Please note that the newly published artwork pages for the 2013 paintings will be continually updated as our research for provenance, exhibition, and literature histories progresses.


Other Chuck Close Catalogue Raisonné Updates

Solo Exhibitions

Close’s solo exhibition history has been published in the catalogue. Select exhibition entries link to their respective exhibition pages, featuring paintings that appeared in those exhibitions.

Chuck Close and Freedom of Speech, 1967

For an artist most known for straightforward portraiture—a rather benign art form—Close has not been immune to, or apolitical about, censorship. In 1991, on the heels of the public trial against works such as Robert Mapplethorpe’s homoerotic photography and Andres Serrano’s 1987 Piss Christ, Close testified at a Congressional hearing against stronger anti-obscenity restrictions.
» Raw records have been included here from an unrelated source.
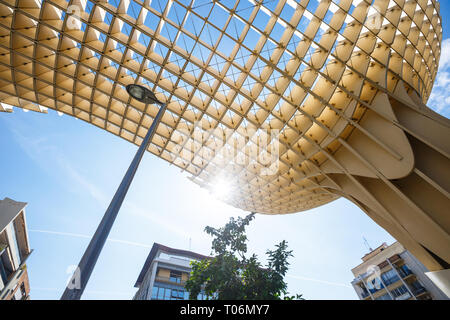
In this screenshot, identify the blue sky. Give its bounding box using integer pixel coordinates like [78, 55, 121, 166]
[0, 1, 450, 299]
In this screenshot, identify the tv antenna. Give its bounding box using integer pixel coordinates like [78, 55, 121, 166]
[363, 237, 373, 251]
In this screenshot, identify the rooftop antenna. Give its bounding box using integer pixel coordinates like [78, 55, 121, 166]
[363, 237, 373, 251]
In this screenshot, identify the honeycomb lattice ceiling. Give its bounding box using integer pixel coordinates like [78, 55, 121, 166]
[0, 0, 442, 213]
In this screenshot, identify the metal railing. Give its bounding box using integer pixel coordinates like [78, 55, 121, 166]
[155, 276, 186, 286]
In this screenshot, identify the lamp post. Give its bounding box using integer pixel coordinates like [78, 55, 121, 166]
[61, 84, 166, 300]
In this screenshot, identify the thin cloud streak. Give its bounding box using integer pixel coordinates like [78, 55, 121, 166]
[32, 287, 130, 296]
[28, 229, 152, 248]
[286, 274, 352, 289]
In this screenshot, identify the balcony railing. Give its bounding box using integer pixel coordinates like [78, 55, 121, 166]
[412, 287, 427, 296]
[155, 276, 186, 286]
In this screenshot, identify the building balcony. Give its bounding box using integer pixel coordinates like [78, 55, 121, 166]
[155, 276, 186, 287]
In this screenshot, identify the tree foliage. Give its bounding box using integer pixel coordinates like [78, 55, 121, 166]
[185, 213, 302, 300]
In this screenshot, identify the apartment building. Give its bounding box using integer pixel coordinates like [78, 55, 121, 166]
[0, 198, 32, 300]
[352, 242, 448, 300]
[133, 243, 208, 300]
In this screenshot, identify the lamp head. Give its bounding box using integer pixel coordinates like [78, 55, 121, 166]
[126, 84, 163, 105]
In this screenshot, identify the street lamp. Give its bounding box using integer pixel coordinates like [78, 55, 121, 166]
[61, 84, 166, 300]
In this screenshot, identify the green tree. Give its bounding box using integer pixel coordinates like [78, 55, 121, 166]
[185, 213, 303, 300]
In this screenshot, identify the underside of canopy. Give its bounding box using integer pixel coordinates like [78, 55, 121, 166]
[0, 0, 450, 270]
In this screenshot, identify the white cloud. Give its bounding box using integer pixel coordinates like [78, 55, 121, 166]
[427, 38, 450, 118]
[439, 38, 450, 69]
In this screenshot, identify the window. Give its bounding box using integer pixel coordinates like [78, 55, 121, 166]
[152, 287, 158, 299]
[170, 270, 181, 283]
[391, 285, 409, 298]
[398, 264, 412, 277]
[20, 282, 27, 296]
[381, 269, 400, 286]
[375, 293, 392, 300]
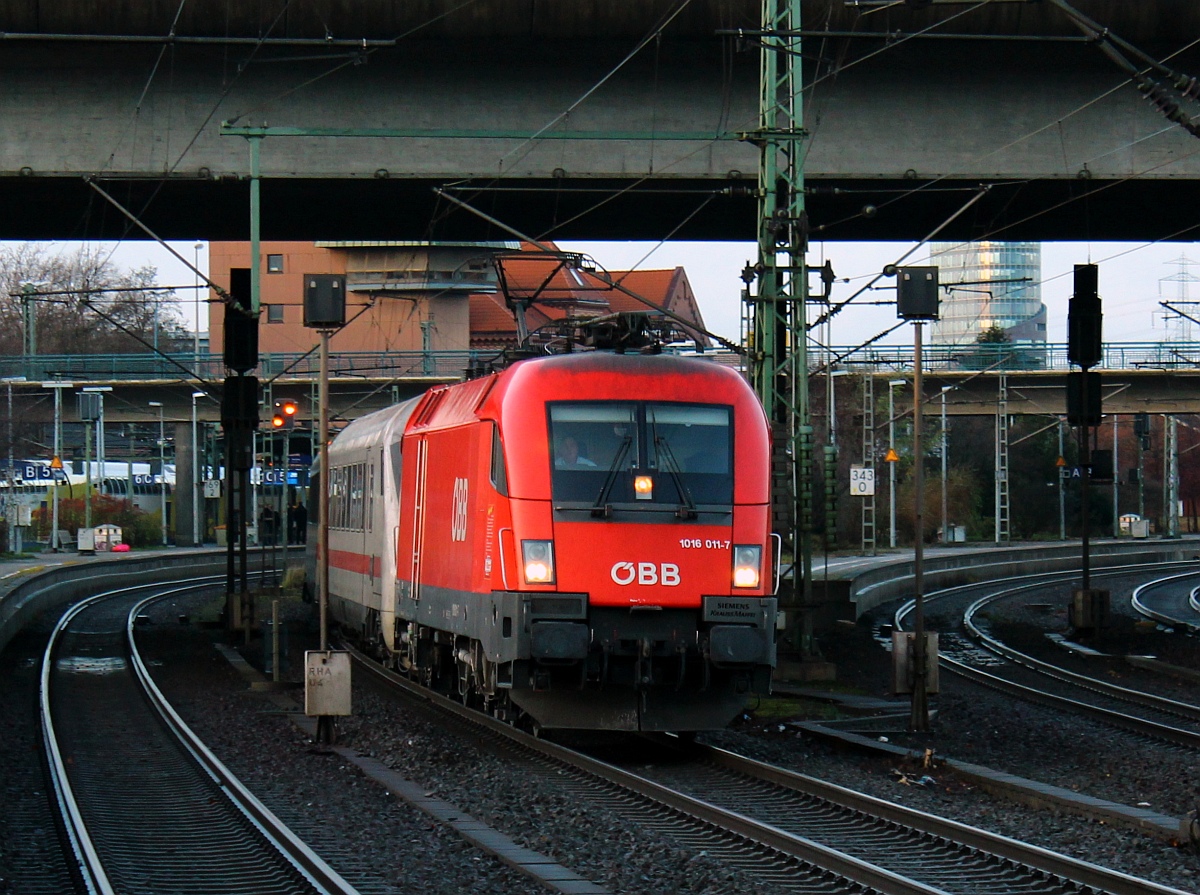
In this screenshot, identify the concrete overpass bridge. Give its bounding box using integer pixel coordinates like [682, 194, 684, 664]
[0, 0, 1200, 240]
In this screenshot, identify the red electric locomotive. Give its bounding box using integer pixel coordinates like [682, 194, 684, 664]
[310, 352, 776, 731]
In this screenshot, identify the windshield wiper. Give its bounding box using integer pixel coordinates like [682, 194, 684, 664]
[592, 436, 634, 518]
[654, 424, 696, 519]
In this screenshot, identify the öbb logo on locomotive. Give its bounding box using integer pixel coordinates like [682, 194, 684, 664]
[608, 563, 679, 588]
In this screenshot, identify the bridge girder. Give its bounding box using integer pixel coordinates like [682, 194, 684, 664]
[0, 0, 1200, 240]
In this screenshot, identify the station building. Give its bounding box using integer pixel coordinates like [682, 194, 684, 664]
[209, 241, 710, 356]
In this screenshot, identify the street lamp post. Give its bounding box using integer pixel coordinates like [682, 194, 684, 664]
[149, 401, 167, 547]
[942, 385, 954, 543]
[192, 242, 204, 376]
[194, 391, 205, 547]
[888, 379, 907, 548]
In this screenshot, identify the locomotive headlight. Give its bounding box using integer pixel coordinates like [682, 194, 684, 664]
[634, 475, 654, 500]
[733, 543, 762, 588]
[521, 541, 554, 584]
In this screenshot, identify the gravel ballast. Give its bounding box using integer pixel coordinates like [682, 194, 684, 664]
[139, 585, 1200, 895]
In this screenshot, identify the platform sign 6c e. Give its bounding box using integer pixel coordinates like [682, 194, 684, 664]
[850, 467, 875, 497]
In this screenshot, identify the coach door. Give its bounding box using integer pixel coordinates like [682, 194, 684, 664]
[412, 438, 430, 600]
[366, 451, 385, 606]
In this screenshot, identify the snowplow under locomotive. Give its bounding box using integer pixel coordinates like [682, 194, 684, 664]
[308, 352, 776, 731]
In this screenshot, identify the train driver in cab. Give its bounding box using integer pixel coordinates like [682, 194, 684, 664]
[554, 436, 595, 469]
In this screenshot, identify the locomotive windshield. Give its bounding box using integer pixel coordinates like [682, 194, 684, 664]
[550, 401, 733, 509]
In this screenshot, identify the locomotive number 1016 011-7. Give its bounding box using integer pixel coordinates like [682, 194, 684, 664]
[679, 537, 730, 549]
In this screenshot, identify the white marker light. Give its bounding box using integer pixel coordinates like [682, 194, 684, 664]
[733, 543, 762, 588]
[521, 541, 554, 584]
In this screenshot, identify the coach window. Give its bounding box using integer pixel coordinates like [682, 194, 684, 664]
[307, 469, 322, 522]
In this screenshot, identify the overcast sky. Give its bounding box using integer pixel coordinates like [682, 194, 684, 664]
[44, 240, 1200, 346]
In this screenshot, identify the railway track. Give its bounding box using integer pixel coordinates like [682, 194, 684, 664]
[895, 565, 1200, 750]
[348, 638, 1178, 895]
[1132, 572, 1200, 633]
[41, 577, 355, 895]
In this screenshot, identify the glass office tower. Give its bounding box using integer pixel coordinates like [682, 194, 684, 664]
[930, 242, 1046, 346]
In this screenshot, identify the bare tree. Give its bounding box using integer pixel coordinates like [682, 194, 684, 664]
[0, 242, 188, 355]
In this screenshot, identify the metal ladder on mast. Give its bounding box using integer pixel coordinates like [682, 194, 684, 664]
[996, 373, 1012, 543]
[863, 373, 876, 557]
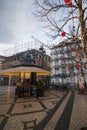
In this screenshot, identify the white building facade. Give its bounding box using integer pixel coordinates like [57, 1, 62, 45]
[51, 40, 87, 86]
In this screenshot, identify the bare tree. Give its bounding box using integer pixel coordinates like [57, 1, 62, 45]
[35, 0, 87, 62]
[35, 0, 87, 89]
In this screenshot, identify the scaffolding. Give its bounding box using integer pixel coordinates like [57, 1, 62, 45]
[0, 38, 51, 57]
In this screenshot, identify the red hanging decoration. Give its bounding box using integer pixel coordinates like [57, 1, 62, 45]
[61, 32, 66, 37]
[64, 0, 70, 3]
[80, 86, 84, 91]
[77, 65, 81, 69]
[71, 48, 75, 51]
[67, 67, 70, 70]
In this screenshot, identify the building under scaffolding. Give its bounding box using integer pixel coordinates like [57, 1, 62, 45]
[51, 39, 87, 86]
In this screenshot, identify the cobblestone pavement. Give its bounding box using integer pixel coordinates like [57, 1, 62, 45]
[0, 86, 87, 130]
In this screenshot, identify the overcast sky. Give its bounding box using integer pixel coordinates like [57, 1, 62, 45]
[0, 0, 50, 53]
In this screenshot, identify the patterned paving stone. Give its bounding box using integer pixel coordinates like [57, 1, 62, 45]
[69, 94, 87, 130]
[4, 112, 47, 130]
[12, 101, 43, 114]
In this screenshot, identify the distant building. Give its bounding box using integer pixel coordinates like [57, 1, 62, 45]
[51, 39, 87, 86]
[3, 49, 50, 69]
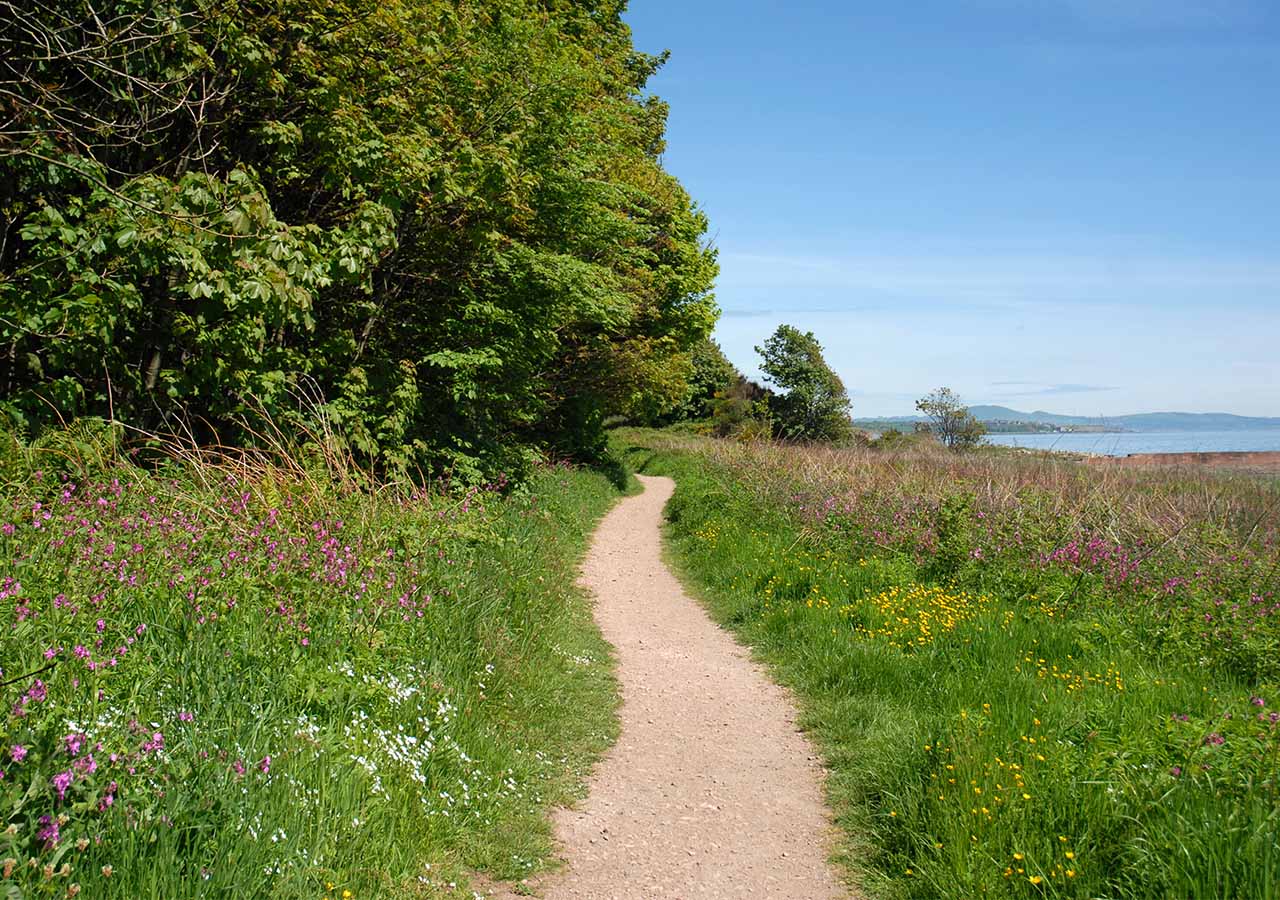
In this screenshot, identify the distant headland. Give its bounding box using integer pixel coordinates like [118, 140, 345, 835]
[854, 406, 1280, 434]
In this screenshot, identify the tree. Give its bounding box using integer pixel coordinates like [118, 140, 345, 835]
[915, 388, 987, 451]
[0, 0, 718, 480]
[755, 325, 854, 440]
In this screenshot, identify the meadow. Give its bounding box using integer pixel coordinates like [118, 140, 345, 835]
[618, 430, 1280, 900]
[0, 429, 617, 900]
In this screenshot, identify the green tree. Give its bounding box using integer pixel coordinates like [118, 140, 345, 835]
[755, 325, 852, 440]
[915, 388, 987, 451]
[0, 0, 718, 479]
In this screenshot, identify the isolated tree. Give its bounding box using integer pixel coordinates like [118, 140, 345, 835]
[915, 388, 987, 451]
[755, 325, 854, 440]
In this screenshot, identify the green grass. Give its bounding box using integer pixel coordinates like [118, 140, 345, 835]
[0, 432, 617, 900]
[622, 431, 1280, 900]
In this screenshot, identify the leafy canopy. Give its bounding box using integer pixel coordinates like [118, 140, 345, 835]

But his stance on artistic freedom of speech dates back to 1967, when his first solo exhibition at the University of Massachusetts drew enough controversy that it was immediately taken off the walls without his knowledge. A link to the transcript of the court case that came out of this dispute, “Charles Close v. University of Massachusetts,” has been published. It is cited regularly as the first legal action asserting the extension of freedom of speech to the visual arts.

Audio and Video Archive

This section is expanded with the assistance of Artifex Press Archivist/Digital Resource Manager Ashley Levine and Research Assistant Ariela Alberts as more material is acquired. Recently added videos include a recording of the full performance of C to C (Close to Chuck), restaged by the Boston Ballet in February 2014. The ballet, which originally premiered at the American Ballet Theatre in New York in 2007, was choreographed by Jorma Elo to the musical portrait of Close composed in 2004 by Philip Glass. Close’s 1969 painting of Glass has become one of the artist’s iconic works.